Welcome to the Polish Psychedelic Trance Portal

future prophecy - shadows


future_prophecy_-_shadows
Big Foot & Helicon, 1999


1. Freak
2. Nomad In Space
3. Picture Of The Universe
4. At The Rim Of Chasm (Part 1)
5. Dungeons Of Wonder
6. At The Rim Of Chasm (Part 2)
7. Reflection
8. Final Vision

Transowy projekt o nazwie Future Prophecy tworzą dwaj bracia: Haggai i Itay Elezra - pochodzą oni rzecz jasna z Izraela. :) "Shadows", o którym zaraz opowiem, to ich trzeci album w karierze na psytrance'owej scenie. Wraz z nim obaj muzycy starają się przenieść słuchacza poza ziemską orbitę, prezentując materiał zbliżony klimatem do twórczości niemieckiej grupy X-Dream.

Album rozpoczyna remix utworu "Freak" grupy X-Dream. Remix ten znacznie różni się od pierwowzoru, uświadamia to już początkowy (ale przewijający się także później), nie do końca jednak mi odpowiadający, gitarowy riff , a także rozpoczynający swą działalność po trzeciej minucie mroczny pad (pasujący akurat w zupełności). Główna melodia pierwowzoru uległa zmianie tylko w samej końcówce, poza tym reszta (a w szczególności bass) pozostały bez zmian. Na mój gust remix jest nawet niezły - grunt, że jest inny. Sam utwór dalej jest dobry, momentami nawet bardzo. "Nomad In Space" to kolejna bardzo dobra, intensywna dawka kosmicznego transu. Wraz z utworem numer 3 - "Picture Of The Universe" - wyszła pierwsza większa wada: powtarzalność sampli, przez co utwór ten nie za bardzo przypadł mi do gustu, chociaż to także wina niezbyt dobrych melodii; ale klimat wciąż ładnie się ciągnie. "At The Rim Of Chasm (Part 1)" prezentuje bardziej pogodny klimat, w sumie jednak utwór ten odbiega jakościowo od pierwszej dwójki, no i znowu te same sample. :( "Dungeons Of Wonder" jest utworem mniej melodyjnym od tych wcześniejszych, ale i niestety bardziej monotonnym. Kolejny track, czyli "At The Rim Of Chasm (Part 2)" jest bardzo podobny do pierwszej części tego utworu, co prawda brak w nim głównej melodii, ale znajduje się i tak ta "poboczna". Nie wyszło to najlepiej. "Reflections" mogę zaliczyć do trójki najlepszych utworów na tym albumie, z kolei "Final Vision" to najbardziej pogodny kawałek tej płyty i tyle.
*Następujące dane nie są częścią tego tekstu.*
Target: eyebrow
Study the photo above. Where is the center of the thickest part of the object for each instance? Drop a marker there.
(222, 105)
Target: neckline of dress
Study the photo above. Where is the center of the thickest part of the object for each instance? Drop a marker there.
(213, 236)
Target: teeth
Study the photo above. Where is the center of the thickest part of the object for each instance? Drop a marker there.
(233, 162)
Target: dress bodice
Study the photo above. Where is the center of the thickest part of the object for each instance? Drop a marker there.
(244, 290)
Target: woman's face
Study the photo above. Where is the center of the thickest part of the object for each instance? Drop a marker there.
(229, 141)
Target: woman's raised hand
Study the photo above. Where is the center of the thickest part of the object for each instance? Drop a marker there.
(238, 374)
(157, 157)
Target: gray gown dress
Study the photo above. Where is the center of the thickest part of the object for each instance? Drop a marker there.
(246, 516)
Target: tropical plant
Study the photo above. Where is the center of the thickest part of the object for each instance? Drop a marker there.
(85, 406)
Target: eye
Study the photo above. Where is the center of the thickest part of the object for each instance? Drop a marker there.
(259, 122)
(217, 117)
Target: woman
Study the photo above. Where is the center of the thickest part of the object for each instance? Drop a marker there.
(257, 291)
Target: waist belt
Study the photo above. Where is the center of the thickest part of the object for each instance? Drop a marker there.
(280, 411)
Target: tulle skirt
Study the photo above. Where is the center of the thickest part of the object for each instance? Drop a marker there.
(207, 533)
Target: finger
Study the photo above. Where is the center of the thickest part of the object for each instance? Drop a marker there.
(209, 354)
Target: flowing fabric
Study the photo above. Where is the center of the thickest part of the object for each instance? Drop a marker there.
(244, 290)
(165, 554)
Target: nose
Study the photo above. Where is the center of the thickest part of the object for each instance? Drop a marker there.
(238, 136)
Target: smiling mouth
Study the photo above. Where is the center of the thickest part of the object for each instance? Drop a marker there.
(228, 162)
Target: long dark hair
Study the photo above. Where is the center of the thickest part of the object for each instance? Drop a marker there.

Album chwilami przypomina produkcję grupy Astral Projection z tego samego roku (płyta "Another World"), niestety nie ma w nim tej mocy co w utworach wyżej wymienionego zespołu. Powiedziałbym, że album "Shadows" to nawet dobra, rzemieślnicza robota z przebłyskami rzemiosła najwyższej klasy (patrz utwory: "Freak", "Nomad In Space", "Reflections"). Największe wady tej produkcji to, jak już rzekłem wcześniej, powtarzalność sampli (momentami wydaje się nawet, że nie tylko pierwszy utwór jest remixem "Freak", tylko cały album!), ale mimo to jakoś poszczególne utwory da się nawet łatwo od siebie rozróżnić. W sumie wyszła z tego pozycja raczej dla osób, które największych tuzów transowej sceny ma "zaliczoną", a w szczególności izraelskich.